Лиловая Сутана с минуту молчал, явно обдумывая возможное применение существ.
— А как ты ими управляешь? — наконец спросил он. — Они поддаются дрессировке?
— Они восприимчивы к сильным мозговым импульсам, — объяснил Грандир. — Существуют определенные заклинания и ритуалы, часто запрещенные, которые усиливают телепатические возможности мозга и позволяют практору установить контроль над более слабым разумом. У этих созданий едва ли вообще есть мозги — ровно столько, сколько необходимо для моих целей. Однажды покорившись, они станут повиноваться каждой моей мысли, независимо от расстояния и местоположения. Я даже могу погрузиться в транс и видеть — или чувствовать — с помощью их ощущений. Они мои глаза и уши в другом мире.
Тут Халме впервые нарушила молчание. Она долго стояла, глядя на обитателей клетки, по-видимому, почти не прислушиваясь к разговору.
— Они отвратительны, — произнесла она.
— Они полезны, — возразил Грандир, как бы поправляя Халме. — Я нахожу даже, что испытываю к ним некую приязнь, подобную той, что в давние времена питали люди к своим домашним питомцам. Они таковы, какими сотворила их природа потустороннего. И если нам удастся избегнуть уготованной нашему миру участи, то, поверь мне, отчасти — впрочем, лишь отчасти, — благодаря им. Не стоит ненавидеть их лишь за то, что они не прекрасны внешне.
Халме ничего не сказала; сняла маску и нагнулась перед клеткой, прижав к стеклу открытое лицо. И смотрела долго, не отрываясь.

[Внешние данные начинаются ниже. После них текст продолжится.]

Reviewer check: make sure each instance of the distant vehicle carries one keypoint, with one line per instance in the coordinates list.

— Не смей! — резко одернул женщину Грандир; но, потянувшись к ней, он не посмел отстранить ее от клетки. — Эти еще полудикие. Твое лицо может произвести на них слишком сильное впечатление. Они привяжутся к тебе — навсегда будут носить в себе отпечаток твоего образа. Это может быть очень опасно. Я всегда чрезвычайно осторожен и приучаю их либо к неодушевленному предмету, либо к определенному месту.
«Чаша, — подумал Натан. — Грааль Лютого Торна». Сам не зная почему, Натан сразу почувствовал, что его догадка верна.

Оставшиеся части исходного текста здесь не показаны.